Miles apareció con lo que parecía ser un trapo en el morro.
– ¿Qué has encontrado esta vez?
Lo dejó caer al suelo, le lamió la pierna y se inclinó sobre su recipiente.
Ella lo recogió. Era la toalla de Guy. Percibió el aroma de su jabón de vetiver.
– Yo también lo echo de menos. -Y el labio le temblaba al hablar.
Miles Davis miró hacia arriba desde el borde de su cuenco con la cabeza inclinada hacia un costado. A veces juraría que podía entender.
Encendió la radio, un rectángulo de los sesenta con una pegatina de «¡Johnny Halliday en directo en el Olympia!» que se había encontrado en la calle. Sintonizó una emisora en la que emitieran uno de esos programas en los que la gente llamaba para participar. Pero los oyentes que lo hacían para quejarse del gato de su vecina o de la subida de impuestos en los cigarrillos no ahogaban sus pensamientos sobre Guy.
En la siguiente emisora había una entrevista con la voz profunda, vagamente sexi, de madame Claude, famosa por su exclusiva maison close que había recibido una clientela ministerial de élite en los años setenta.
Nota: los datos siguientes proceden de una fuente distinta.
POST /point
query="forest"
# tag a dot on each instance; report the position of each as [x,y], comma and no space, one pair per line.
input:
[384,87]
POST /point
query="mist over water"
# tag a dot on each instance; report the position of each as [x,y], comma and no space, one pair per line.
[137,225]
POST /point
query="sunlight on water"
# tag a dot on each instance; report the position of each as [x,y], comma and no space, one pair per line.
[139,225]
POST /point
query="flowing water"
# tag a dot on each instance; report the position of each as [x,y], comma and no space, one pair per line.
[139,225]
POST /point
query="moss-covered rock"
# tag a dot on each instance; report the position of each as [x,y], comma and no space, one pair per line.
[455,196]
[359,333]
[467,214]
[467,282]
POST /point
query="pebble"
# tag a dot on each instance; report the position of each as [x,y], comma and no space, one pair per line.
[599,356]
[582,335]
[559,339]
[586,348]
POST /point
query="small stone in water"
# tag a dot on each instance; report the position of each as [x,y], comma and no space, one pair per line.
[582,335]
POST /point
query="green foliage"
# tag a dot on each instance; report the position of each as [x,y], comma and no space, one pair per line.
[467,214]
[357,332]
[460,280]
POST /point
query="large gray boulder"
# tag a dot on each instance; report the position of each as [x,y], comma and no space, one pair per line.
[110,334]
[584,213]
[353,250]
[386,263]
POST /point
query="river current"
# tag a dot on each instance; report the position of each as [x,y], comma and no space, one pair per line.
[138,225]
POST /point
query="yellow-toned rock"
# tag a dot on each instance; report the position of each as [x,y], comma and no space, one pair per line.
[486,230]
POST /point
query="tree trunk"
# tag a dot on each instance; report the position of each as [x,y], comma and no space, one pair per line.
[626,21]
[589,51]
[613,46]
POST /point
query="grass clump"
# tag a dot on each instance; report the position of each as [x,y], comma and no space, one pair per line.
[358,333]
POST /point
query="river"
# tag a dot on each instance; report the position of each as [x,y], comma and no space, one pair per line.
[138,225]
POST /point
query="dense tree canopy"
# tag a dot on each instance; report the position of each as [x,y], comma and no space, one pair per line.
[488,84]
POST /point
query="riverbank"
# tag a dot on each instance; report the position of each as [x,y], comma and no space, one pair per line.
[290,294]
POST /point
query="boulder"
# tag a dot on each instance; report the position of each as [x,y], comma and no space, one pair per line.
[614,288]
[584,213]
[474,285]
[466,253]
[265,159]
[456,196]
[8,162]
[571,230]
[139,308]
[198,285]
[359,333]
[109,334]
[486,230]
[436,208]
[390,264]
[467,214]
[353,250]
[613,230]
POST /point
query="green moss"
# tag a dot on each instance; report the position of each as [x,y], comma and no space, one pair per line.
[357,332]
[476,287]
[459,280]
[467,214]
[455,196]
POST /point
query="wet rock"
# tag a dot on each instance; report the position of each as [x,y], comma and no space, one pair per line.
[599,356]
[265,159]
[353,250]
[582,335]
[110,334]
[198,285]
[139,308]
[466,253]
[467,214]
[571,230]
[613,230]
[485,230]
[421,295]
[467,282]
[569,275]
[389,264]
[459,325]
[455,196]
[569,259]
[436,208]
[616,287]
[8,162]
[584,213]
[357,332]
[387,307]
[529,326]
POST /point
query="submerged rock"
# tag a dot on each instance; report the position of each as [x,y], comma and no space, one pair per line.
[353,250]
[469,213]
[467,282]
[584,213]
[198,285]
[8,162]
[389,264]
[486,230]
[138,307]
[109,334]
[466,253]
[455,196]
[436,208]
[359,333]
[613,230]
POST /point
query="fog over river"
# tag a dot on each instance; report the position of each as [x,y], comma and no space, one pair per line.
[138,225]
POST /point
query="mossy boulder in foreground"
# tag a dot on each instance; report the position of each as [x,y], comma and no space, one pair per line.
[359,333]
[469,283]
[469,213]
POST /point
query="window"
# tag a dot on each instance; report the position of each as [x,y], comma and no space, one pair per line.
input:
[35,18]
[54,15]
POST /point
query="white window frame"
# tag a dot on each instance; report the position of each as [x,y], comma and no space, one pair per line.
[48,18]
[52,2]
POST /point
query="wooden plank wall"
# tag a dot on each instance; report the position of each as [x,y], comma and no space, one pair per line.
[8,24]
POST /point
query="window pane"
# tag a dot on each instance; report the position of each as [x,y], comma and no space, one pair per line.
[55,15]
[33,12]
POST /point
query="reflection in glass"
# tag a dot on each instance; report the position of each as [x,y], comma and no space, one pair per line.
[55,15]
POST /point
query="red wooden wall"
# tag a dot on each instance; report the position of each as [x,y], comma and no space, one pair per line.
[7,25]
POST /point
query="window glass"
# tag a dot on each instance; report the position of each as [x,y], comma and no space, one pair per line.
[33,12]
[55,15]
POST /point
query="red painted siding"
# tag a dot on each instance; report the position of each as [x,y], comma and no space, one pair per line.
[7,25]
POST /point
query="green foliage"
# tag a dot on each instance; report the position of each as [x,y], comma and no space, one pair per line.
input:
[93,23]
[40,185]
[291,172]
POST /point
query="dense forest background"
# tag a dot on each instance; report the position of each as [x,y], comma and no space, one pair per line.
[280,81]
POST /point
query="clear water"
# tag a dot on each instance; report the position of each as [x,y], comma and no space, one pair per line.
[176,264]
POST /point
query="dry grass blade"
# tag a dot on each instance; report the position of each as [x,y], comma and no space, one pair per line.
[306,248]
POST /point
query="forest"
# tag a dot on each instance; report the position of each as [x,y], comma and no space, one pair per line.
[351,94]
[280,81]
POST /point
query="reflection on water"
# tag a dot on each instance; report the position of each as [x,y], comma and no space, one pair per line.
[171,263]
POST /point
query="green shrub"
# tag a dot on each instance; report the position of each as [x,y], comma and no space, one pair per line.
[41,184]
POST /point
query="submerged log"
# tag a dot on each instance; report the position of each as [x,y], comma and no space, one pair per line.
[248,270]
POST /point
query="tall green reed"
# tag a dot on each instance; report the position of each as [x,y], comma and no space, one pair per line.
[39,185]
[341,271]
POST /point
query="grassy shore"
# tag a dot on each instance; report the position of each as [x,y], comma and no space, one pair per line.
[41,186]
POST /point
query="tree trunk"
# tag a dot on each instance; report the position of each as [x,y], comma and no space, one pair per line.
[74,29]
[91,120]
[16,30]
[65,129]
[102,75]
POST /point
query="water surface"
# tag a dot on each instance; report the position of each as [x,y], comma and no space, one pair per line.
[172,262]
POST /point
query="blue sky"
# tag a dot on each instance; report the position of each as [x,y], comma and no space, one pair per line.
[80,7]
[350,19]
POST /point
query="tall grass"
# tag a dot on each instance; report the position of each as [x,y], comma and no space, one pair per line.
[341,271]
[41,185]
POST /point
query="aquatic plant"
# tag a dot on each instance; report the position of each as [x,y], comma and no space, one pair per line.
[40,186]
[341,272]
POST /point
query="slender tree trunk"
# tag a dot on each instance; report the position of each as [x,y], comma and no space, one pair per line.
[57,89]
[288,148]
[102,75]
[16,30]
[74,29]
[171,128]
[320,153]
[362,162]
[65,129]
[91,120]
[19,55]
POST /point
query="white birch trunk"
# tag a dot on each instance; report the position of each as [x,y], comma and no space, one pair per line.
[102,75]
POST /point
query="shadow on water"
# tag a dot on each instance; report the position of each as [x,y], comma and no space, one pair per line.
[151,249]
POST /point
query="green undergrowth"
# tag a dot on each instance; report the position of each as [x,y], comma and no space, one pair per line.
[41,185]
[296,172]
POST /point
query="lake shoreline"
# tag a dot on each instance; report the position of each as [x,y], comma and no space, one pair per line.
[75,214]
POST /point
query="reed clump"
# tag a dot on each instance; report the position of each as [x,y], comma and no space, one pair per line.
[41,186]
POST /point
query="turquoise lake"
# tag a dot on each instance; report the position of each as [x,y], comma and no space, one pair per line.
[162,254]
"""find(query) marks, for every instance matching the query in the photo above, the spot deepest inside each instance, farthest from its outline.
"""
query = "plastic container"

Ahora madame Claude traficaba con sus memorias en lugar de con las chicas de alto standing.
Cambió la emisora al programa de Macha Meryl en la RTL, un momento intime para los que se encontraban perdidos, para los que habían sido despechados. Macha, una terapeuta sin miramientos, llevaba años repartiendo consejos en los programas de madrugada de la radio, del tipo de amores difíciles, a menudo a aquellos oyentes que habían sido rechazados y se encontraban sin amor. A los patéticos como ella.
– Querida oyente, c'est simple -decía Macha-. Un hombre abandona por dos razones: por otra mujer o porque la mujer que él pensaba que amaba no es la mujer que él pensaba que era. Et voilà, no hace falta ser ingeniero aeronáutico para esto. ¿Cuál es mi consejo para cuando un hombre nos abandona? Cierra la puerta tras él.